I was listening to the self-titled CD by Amanda Marshall, recently. (Great stuff, by the way.) On her song, "Last Exit to Eden," there's a line that goes, "Some fool is raging overhead, preaching the gospel according to Johnny Walker Red."
It's a good line, one I've heard dozens of times before, but on this day it made me think about the fact that many people under the influence of alcohol do tend to get all righteous and preachy. And I wondered why.
Now, I've been around a lot of intoxicated people in my time. I went to college, after all. But I never encountered any drunken college students who raved about sin and repentance. Not one. Oh, we had those people. They were on street corners, and on the steps of certain buildings on campus. Whether they were drunk or not, I couldn't say. But they were under the influence of something.
The alcoholic personality is an interesting case study, and not too dissimilar to the zealot personality. I'm certainly not the first person to point out that both are addiction disorders. For some, it's a chemical dependency; for others, it's the dependency on religion.
But is there more to it than this? I think so.

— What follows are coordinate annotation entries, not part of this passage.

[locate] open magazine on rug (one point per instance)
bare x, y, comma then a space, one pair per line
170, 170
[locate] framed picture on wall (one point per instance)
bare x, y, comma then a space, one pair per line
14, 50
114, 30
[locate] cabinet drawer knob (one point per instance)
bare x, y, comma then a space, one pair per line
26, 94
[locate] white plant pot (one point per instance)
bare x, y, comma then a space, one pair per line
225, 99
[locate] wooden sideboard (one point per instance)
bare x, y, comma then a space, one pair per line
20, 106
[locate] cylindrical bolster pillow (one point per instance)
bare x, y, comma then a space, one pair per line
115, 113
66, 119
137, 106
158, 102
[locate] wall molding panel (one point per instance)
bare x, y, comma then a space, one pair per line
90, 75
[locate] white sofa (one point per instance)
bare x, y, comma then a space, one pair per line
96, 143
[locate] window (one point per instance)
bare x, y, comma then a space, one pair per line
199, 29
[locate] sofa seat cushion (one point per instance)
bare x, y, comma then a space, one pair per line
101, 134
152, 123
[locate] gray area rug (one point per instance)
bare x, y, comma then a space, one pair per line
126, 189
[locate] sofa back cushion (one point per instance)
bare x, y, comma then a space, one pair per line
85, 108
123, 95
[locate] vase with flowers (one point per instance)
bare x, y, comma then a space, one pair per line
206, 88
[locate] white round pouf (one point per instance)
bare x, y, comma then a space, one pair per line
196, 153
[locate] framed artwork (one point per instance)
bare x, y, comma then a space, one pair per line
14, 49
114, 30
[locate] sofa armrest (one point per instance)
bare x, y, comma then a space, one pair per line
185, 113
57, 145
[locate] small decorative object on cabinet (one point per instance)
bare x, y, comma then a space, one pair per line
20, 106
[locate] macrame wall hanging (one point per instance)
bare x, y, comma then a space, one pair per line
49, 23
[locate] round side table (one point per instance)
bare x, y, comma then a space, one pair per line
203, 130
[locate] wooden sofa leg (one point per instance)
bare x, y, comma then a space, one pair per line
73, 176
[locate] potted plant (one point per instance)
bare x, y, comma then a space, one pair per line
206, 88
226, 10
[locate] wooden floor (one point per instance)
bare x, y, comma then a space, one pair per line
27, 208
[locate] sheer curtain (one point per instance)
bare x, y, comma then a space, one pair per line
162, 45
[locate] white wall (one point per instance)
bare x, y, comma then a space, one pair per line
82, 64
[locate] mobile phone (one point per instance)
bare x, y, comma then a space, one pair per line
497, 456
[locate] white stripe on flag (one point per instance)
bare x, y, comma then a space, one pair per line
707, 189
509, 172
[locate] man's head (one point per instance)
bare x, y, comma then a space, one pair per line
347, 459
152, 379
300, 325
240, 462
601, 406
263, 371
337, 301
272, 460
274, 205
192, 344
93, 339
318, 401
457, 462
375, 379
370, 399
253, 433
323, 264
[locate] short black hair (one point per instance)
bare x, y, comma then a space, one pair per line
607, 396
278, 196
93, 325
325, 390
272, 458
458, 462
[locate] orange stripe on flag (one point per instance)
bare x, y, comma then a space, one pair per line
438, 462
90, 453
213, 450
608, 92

I think part of it is a desperate frustration, an inability to deal with the rigors of everyday existence. Some people turn to mind-altering substances to help take the edge off the world. Of course, sometimes the plan backfires and the individual becomes even more intimidated or morose.
Ditto with religion. For some, it helps them, as any crutch will do. Their faith gives them something to hope for, something to give their lives purpose. But for others, religion gives a reason to be afraid. They read of the wrath of God, of the (perpetually) imminent final days, of hell and damnation. They see wickedness wherever they look and blame it for what they feel is our impending destruction.
Hey, I know it's rough. For example, I subscribe to the email newsletter that Austin sends out as part of his role as guide for About.com's site on Agnosticism/Atheism. One of the recent ones was loaded with things that just depressed the bejeebies out of me. Even more than usual, that is.
Of course, the things that have that effect on me aren't the same ones that cause people to turn to religion. They're the things that are caused by religion, atrocities all over the world. I get frustrated, too, sometimes so much that I want nothing more than to vanish to some obscure island or mountain in the middle of nowhere. I want to wash my hands of the madness I see around me.
For what I see is a world under the influence of religion. To me, that's madness. I don't like to be around drunk people, whether or not they're proselytizing. And what I see now is a society intoxicated on intolerance, blitzed on bigotry, stoned on stupidity, shit-faced on faith.
I don't want to be around this society, but I have little choice. (Hiding out in the wilds would get a trifle boring in short order, I think.)
So I try, in my own limited way, to make this world a better place. I run my freethought group, write my articles, and my letters to the editor. And throughout it all, I maintain the hope that someday society will eventually wake up and smell the reason, kick the addictions, and walk without crutches.